While laws exist to penalize scraping and unauthorized use and theft of content, they are difficult to enforce given the distributed nature of the Web and the difficulty in finding the parties responsible for scraping in the first place. After the Stop Online Privacy Act (SOPA) failed to get passed in the United States, the Digital Millennium Copyright Act (DMCA) came into force later on, but violations are hard to enforce. The DMCA was proposed to check theft of copyrighted content, and allowed content owners to file a complaint if their content was stolen or misused. However, the problem with the DMCA is that different search engines have different DMCA forms, and it is a laborious and time-consuming task to track each link and complaint. In addition, jurisdictional limits ─ and the anonymity that the Web provides ─ make it hard to pursue scrapers and bring them to book for their offences. In a recent high-profile scraping lawsuit filed by the professional networking site LinkedIn against HiQ, an employer analytics company, an appeals court ruled that scraping a public website without its owner’s permission does not violate the Computer Fraud and Abuse Act, as LinkedIn users had intentionally made their profile information public. The ruling does not apply to LinkedIn profiles that are not public.

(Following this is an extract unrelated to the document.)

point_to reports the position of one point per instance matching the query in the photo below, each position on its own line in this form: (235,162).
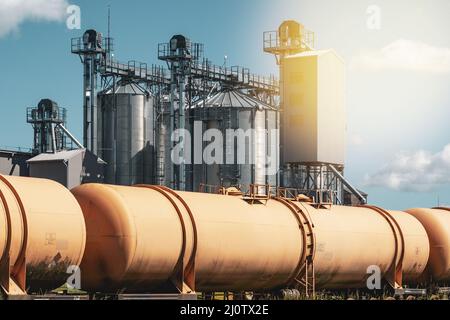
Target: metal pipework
(42,233)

Though there are services that can alert you when your content has been plagiarized, they can only help you assess what has already been scraped from your site. However, finding the responsible parties and taking legal measures against scrapers are mostly ineffective and futile, as scrapers can simply create another website and continue their nefarious activities. In-house bot management solutions have proven to be ineffective against sophisticated bots that are becoming ever more adept at mimicking human users. As the threat landscape for the malicious bots expands, so does the need for a robust anti-bot solution that can provide continuous protection against malicious bots without affecting the user experience. This is why Forrester Research, recognizing the growing necessity for dedicated bot management solutions, stated in their ‘New Wave™: Bot Management, Q3, 2018’ Report that organizations should evaluate and adopt specialized solutions that can “…determine the intent of automated traffic in real time to distinguish between good bots and bad bots.”